A negociação foi feita com a Capri Holdings, conglomerado americano que também controla Michael Kors e Jimmy Choo. A aquisição não foi apenas uma resposta ao momento desafiador do mercado de luxo — com retração da demanda em várias regiões —, mas também uma investida calculada diante da fragilidade financeira da Versace, que vinha acumulando prejuízos nos últimos trimestres.
Por que a Prada comprou a Versace?
O movimento da Prada é estratégico. Apesar de ter crescido 17% em receita no ano passado (com destaque para o desempenho extraordinário da Miu Miu, que saltou 93% em vendas), o grupo ainda enfrenta a concorrência de gigantes como o LVMH. Incorporar a Versace, com sua identidade estética marcante e reconhecimento global, é uma forma de ampliar o portfólio com uma marca que, apesar dos tropeços recentes, tem alto valor simbólico e potencial de retomada.

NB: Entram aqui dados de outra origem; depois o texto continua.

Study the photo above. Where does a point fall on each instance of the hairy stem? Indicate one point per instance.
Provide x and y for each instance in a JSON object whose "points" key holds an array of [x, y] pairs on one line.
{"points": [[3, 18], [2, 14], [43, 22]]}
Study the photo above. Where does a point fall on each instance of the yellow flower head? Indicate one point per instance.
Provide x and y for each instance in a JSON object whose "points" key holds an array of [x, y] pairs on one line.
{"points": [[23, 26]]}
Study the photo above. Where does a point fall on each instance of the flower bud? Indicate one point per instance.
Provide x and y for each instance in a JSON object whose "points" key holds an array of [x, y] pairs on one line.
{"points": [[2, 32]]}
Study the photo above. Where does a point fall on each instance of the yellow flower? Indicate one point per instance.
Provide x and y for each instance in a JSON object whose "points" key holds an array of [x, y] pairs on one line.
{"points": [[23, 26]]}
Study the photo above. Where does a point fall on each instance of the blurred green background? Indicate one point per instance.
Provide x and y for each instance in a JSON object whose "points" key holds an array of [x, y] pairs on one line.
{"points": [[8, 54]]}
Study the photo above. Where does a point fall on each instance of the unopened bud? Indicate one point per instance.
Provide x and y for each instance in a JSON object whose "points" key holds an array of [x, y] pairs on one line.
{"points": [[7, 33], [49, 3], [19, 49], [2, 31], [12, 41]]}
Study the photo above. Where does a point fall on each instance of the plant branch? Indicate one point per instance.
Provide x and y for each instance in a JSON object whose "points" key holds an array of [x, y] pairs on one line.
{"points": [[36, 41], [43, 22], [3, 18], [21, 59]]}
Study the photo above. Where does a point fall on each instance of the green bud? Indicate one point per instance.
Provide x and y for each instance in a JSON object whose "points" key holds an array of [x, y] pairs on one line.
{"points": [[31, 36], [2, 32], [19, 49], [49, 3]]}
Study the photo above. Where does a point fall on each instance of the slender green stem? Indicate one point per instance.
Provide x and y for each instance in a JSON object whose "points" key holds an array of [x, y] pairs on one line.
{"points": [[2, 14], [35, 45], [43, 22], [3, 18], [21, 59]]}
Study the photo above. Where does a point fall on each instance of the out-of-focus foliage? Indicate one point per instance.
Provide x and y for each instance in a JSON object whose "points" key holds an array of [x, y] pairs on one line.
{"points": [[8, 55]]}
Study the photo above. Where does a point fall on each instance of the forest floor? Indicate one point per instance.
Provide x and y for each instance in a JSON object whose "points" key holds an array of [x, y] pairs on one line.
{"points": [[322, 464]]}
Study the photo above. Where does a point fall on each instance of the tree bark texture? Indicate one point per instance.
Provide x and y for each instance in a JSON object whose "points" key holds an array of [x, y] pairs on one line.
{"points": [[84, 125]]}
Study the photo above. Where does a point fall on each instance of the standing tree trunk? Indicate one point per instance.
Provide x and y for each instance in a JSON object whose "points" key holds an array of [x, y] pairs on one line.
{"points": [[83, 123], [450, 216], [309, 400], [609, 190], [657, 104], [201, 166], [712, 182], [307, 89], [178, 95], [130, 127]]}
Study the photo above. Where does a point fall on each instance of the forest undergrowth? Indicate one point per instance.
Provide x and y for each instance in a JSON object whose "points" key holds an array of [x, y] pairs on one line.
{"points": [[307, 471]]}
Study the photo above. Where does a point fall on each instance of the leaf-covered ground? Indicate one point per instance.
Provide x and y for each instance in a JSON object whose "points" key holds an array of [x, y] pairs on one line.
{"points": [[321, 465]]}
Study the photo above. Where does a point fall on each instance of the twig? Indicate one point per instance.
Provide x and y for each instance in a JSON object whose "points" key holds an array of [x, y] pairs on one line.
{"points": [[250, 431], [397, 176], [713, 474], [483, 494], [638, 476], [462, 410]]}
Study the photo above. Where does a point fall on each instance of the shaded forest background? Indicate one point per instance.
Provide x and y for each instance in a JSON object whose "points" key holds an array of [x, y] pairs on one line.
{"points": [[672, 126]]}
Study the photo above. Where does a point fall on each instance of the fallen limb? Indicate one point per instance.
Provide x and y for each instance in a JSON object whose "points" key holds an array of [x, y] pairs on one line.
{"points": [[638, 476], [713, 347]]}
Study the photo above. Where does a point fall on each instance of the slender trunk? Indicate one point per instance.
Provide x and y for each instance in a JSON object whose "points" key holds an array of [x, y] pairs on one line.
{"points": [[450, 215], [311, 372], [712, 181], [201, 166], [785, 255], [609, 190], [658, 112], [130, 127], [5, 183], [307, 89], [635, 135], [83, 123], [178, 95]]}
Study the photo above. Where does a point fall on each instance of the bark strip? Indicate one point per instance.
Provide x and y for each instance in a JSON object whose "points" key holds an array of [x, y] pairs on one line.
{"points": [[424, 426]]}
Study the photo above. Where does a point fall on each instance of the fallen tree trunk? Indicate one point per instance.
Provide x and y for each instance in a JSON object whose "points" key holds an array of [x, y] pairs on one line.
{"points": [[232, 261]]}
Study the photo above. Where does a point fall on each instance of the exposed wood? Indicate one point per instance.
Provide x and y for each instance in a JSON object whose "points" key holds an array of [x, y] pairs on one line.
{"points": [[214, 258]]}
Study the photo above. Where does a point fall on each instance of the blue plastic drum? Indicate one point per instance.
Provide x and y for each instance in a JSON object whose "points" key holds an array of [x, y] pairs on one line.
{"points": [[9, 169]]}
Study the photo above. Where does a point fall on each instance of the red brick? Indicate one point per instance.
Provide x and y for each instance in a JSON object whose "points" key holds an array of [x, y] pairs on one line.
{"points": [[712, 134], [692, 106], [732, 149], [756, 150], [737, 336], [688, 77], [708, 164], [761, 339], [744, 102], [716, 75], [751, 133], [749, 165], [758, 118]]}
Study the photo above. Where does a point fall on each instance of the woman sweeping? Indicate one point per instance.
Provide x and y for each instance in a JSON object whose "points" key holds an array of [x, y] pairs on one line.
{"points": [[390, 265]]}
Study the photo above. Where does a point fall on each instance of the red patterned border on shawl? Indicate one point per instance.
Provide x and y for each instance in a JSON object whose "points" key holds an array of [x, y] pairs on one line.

Para a Versace, que deve fechar o ano com receita de US$ 810 milhões (em queda comparada ao US$ 1 bilhão de 2024), a aquisição é um respiro. A marca ganha agora a chance de uma reconstrução sob a tutela de um grupo com raízes italianas e profundo conhecimento do mercado de luxo.
Andrea Guerra, CEO da Prada, foi direto: “A Versace traz uma nova dimensão ao grupo. Diferente, complementar e com enorme valor agregado.”
O jogo de forças no mercado de luxo
Esse movimento também reforça o papel da Itália como potência criativa no mundo da moda. Em um setor dominado pelos franceses — com impérios como o LVMH à frente — a fusão entre Prada e Versace é quase um manifesto de soberania estética e estratégica.
O financiamento da operação será feito via dívida, com mais de €1 bilhão sendo levantados para concluir a compra, prevista para o segundo semestre, sujeita à aprovação dos órgãos reguladores.
Mais do que uma aquisição, o negócio representa um reposicionamento. A Prada quer protagonismo, e agora tem uma arma de peso ao seu lado.